Robb Walsh's Sex, Death & Oysters: A Half Shell Lover's World Tour was released by Counterpoint on Jan. 1. "It was a 2004 cover story by the same name in the Houston Press that got the ball rolling on this book project," Walsh writes. "It gave me a great excuse to go eat oysters in England, Ireland, France and Canada and in most of the places where oysters are grown in the U.S." Walsh's other books include The Texas Cowboy Cookbook, Are You Really Going to Eat That? and The Tex-Mex Cookbook.
Turner Publishing has just released Leonard Jacobs' first book, Historic Photos of Broadway: New York Theater 1850-1970. For the hardcover book, Jacobs chose 240 photographs, organized them into coherent sections, and wrote accompanying text.
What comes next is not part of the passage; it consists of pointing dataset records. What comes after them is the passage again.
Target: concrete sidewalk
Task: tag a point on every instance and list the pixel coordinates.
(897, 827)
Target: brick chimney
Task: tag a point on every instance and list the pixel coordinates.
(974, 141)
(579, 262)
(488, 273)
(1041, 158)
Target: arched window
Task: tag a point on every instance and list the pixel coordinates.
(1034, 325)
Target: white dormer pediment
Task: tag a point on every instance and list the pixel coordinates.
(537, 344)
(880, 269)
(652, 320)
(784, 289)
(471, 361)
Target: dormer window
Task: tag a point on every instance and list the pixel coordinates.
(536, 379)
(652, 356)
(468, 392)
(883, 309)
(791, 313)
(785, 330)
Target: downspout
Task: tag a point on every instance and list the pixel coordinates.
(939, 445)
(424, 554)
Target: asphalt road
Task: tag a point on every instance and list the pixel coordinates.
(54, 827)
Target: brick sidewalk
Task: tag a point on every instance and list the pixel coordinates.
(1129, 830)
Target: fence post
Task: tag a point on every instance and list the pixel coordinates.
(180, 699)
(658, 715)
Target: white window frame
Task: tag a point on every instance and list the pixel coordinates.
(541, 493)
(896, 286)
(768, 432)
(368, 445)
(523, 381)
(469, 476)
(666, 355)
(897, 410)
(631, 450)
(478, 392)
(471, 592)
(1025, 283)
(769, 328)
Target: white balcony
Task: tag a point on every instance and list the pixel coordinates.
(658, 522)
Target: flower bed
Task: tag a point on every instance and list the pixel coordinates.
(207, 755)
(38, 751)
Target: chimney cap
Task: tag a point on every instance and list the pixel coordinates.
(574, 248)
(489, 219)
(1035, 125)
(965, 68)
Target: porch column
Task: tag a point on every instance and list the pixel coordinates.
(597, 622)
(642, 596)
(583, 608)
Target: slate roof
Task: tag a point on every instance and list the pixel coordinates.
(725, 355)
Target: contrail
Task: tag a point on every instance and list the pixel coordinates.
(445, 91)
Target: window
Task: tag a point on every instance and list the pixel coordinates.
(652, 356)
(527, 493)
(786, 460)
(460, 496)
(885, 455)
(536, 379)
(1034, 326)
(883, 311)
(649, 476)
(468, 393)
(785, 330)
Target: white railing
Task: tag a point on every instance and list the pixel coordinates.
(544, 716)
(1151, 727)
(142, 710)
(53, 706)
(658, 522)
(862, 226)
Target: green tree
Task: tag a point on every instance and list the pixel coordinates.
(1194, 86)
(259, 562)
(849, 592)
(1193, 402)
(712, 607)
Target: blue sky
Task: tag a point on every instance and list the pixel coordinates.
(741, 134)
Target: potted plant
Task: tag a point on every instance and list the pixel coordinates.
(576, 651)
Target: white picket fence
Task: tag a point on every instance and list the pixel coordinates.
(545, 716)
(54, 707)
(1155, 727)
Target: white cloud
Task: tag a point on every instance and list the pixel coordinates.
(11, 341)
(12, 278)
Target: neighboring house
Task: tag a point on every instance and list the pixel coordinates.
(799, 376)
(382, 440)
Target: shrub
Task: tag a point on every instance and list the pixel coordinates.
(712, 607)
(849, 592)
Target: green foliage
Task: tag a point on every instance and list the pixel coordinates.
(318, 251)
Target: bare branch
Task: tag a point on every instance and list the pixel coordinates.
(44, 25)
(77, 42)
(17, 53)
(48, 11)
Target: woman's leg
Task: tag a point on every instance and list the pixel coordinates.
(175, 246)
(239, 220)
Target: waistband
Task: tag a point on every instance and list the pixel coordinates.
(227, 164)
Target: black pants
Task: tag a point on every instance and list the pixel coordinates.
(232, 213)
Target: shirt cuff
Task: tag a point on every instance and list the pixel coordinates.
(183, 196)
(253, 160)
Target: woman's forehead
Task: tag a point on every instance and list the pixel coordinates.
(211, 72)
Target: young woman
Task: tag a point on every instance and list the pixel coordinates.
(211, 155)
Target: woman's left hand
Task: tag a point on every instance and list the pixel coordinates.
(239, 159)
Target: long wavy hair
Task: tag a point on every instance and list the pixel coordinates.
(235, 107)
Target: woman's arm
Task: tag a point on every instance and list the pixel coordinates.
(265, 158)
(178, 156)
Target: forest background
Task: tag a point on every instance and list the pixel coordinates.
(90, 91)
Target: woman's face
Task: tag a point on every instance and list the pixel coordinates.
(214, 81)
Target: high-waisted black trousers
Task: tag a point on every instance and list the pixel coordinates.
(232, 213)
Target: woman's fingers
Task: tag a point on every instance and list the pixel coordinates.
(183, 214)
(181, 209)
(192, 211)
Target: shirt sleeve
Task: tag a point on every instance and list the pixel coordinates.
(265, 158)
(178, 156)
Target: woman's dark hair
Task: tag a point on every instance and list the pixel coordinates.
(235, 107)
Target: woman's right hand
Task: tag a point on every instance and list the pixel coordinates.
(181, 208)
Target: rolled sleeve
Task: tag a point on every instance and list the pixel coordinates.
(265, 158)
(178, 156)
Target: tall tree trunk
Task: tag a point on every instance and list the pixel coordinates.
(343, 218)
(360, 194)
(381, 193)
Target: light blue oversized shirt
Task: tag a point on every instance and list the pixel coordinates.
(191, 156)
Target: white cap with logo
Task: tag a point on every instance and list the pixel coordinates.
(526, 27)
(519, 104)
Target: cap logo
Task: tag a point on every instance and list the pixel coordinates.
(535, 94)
Calling the book "at once concise and comprehensive," Curtain Up's reviewer writes that "historic photos of Broadway's showplaces and show people need a historian to guide us through these pages with facts and anecdotes, and Leonard Jacobs is just the man to make these pictures come to life."
Robbie Woliver tells AAN News via email that Alphabet Kids - From ADD to Zellweger Syndrome: A Guide to Developmental, Neurobiological and Psychological Disorders for Parents and Professionals was "the book I could have used 15 years ago." Inspired by his own child, he chose to write the book to "provide a road map for parents to help them muddle through the alphabet soup of diagnoses so many children are receiving these days -- many of which are incorrect." In the course of researching and writing, Woliver says he and his wife became inspired to start a nonprofit called Your Day Away that provides a day of respite and support for parents of children with special needs. The nonprofit kicked off in November, and will run as a daily ongoing organization starting next month.